A Labor Department report disclosed an unexpected decline in the number of Americans submitting first-time claims for unemployment benefits for the week ending November 23rd. Specifically, initial jobless claims dropped to 213,000, marking a 2,000 decrease from the previous week's adjusted figure of 215,000. Analysts had anticipated an increase to 217,000.

Furthermore, the report highlighted that the four-week moving average, which is less prone to volatility, also fell to 217,000, a reduction of 1,250 from the prior week's revised average of 218,250.

The Commerce Department also announced that new orders for U.S. manufactured durable goods in October grew less than anticipated. Durable goods orders inched up by 0.2 percent in October, following a revised 0.4 percent decline in September, contrary to economists' predictions of a 0.5 percent increase.

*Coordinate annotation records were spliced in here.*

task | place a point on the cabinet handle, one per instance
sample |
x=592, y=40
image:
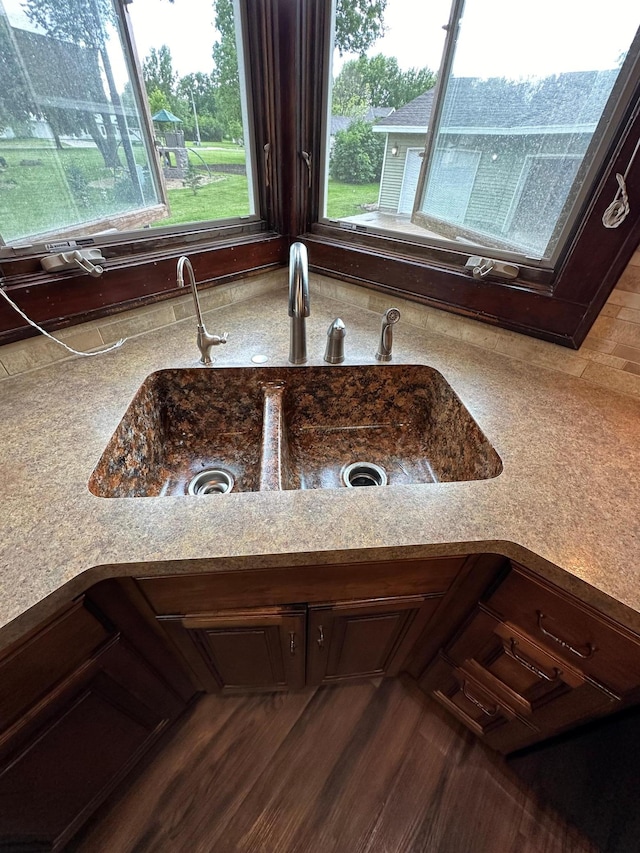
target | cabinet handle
x=590, y=649
x=531, y=667
x=477, y=703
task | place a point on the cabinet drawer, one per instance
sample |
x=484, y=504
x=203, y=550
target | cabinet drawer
x=200, y=593
x=477, y=707
x=30, y=668
x=524, y=676
x=570, y=630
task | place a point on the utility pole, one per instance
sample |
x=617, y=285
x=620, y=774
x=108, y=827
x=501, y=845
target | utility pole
x=195, y=115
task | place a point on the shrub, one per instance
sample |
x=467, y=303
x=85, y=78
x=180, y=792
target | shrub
x=357, y=154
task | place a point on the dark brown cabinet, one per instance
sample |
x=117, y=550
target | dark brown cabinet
x=355, y=639
x=309, y=625
x=79, y=706
x=530, y=661
x=240, y=650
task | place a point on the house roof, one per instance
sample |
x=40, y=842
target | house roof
x=372, y=115
x=565, y=101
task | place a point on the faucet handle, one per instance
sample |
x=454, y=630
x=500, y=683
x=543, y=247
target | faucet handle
x=334, y=352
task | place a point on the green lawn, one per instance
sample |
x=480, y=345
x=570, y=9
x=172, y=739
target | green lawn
x=43, y=188
x=347, y=199
x=60, y=187
x=216, y=154
x=227, y=196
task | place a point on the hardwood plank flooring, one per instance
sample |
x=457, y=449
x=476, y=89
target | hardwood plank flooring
x=374, y=767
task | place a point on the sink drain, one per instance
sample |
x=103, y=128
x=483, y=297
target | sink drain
x=364, y=474
x=212, y=482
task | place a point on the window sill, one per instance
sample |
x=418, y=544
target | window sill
x=65, y=299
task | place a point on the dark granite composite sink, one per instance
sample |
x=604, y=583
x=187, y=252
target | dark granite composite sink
x=277, y=428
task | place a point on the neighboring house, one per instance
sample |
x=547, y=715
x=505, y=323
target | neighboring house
x=339, y=123
x=506, y=158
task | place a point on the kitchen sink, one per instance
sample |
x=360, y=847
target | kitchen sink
x=269, y=428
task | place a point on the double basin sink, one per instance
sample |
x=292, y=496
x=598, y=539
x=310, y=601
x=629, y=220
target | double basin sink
x=197, y=431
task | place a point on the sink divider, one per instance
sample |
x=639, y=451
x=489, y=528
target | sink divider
x=274, y=459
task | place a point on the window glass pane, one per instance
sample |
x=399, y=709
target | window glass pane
x=191, y=55
x=79, y=152
x=72, y=144
x=508, y=144
x=518, y=119
x=380, y=64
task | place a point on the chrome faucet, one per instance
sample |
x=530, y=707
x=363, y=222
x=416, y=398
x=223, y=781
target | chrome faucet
x=298, y=302
x=389, y=318
x=205, y=340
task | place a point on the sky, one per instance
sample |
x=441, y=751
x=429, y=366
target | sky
x=555, y=35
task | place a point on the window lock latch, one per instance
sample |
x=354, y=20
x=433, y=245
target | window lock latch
x=87, y=260
x=485, y=267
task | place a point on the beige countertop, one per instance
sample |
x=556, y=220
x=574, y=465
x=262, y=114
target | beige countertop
x=567, y=503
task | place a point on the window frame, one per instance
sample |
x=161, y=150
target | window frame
x=286, y=54
x=141, y=265
x=557, y=304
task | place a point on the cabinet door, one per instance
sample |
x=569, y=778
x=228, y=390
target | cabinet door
x=364, y=638
x=240, y=650
x=90, y=735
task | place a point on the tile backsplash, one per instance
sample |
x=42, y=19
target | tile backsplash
x=609, y=356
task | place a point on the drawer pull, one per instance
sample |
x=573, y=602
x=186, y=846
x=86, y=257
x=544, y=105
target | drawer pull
x=590, y=649
x=477, y=703
x=531, y=667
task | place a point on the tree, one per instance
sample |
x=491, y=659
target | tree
x=225, y=72
x=377, y=81
x=16, y=103
x=359, y=23
x=202, y=88
x=357, y=154
x=84, y=23
x=158, y=73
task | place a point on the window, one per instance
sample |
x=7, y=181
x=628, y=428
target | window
x=86, y=148
x=456, y=182
x=476, y=129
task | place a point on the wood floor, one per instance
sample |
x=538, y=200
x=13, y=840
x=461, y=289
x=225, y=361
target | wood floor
x=365, y=768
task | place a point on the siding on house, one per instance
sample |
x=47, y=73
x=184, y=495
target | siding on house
x=497, y=183
x=391, y=185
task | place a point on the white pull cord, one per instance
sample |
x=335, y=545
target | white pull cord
x=62, y=344
x=619, y=208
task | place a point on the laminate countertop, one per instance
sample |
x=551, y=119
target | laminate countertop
x=567, y=503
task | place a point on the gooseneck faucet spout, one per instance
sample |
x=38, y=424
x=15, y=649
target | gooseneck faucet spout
x=205, y=341
x=298, y=302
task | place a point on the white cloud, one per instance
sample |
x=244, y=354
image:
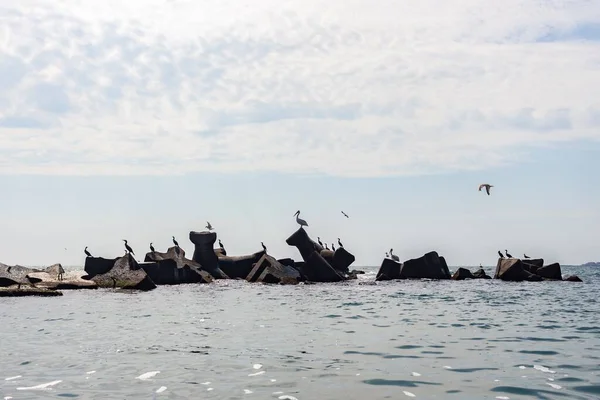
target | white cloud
x=350, y=88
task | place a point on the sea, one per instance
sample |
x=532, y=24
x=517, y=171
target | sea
x=422, y=339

Excluding transportation equipment, durable goods orders saw a marginal increase of 0.1 percent in October, after a 0.4 percent advance in September. Forecasts had indicated a potential 0.2 percent rise.

Additionally, another Commerce Department report from Wednesday confirmed that the growth rate of U.S. economic activity in the third quarter remained unchanged from prior estimates. The GDP climbed by 2.8 percent, consistent with the preliminary "advance" estimate issued previously. Though upward revisions were noted in private inventory and nonresidential fixed investments, these were counterbalanced by downgrades in exports and consumer expenditures. This 2.8 percent growth represents a slight deceleration from the 3.0 percent expansion recorded in the second quarter.

At 9:45 a.m. ET, the release of the MNI Indicators report on Chicago-area business activity for November is anticipated. The Chicago business barometer is expected to rise to 44.7, up from October’s 41.6, though it would still signify a contraction if it remains beneath the 50 mark.

The Commerce Department's report on October personal income and spending is set for release at 10 a.m. ET, with both metrics projected to rise by 0.3 percent. The personal consumption expenditures (PCE) price index is expected to register a second consecutive 0.2 percent uptick, with the annual growth rate increasing to 2.3 percent from September's 2.1 percent. Excluding food and energy, the core PCE price index is forecasted to rise by 0.3 percent for the second month, with the annual rate anticipated to creep up to 2.8 percent from 2.7 percent in September.

Additionally, the National Association of Realtors is poised to issue its October report on pending home sales at 10 a.m. ET, projecting a 1.3 percent decline following a 7.4 percent surge in September.

The Energy Information Administration is scheduled to release its findings on oil inventories for the week concluding November 22nd at 10:30 a.m. ET, with expectations of a 1.3 million barrel decrease following a 0.5 million barrel increase the previous week.

At 1 p.m. ET, the Treasury Department will disclose the results of its $44 billion seven-year note auction.

### Stock Market Focus

Dell Technologies (DELL) shares are trending downwards in pre-market trading despite the PC manufacturer posting third-quarter earnings that exceeded forecasts, due to underwhelming guidance for the fourth quarter. Meanwhile, Workday (WDAY), a human resources software company, may experience pressure despite surpassing third-quarter expectations, as its subscription revenue guidance for the fourth quarter wasn’t as strong as anticipated by analysts.

Conversely, Urban Outfitters (URBN) shares are likely to open strong, propelled by their fiscal third-quarter performance, which outstripped expectations in both sales and earnings.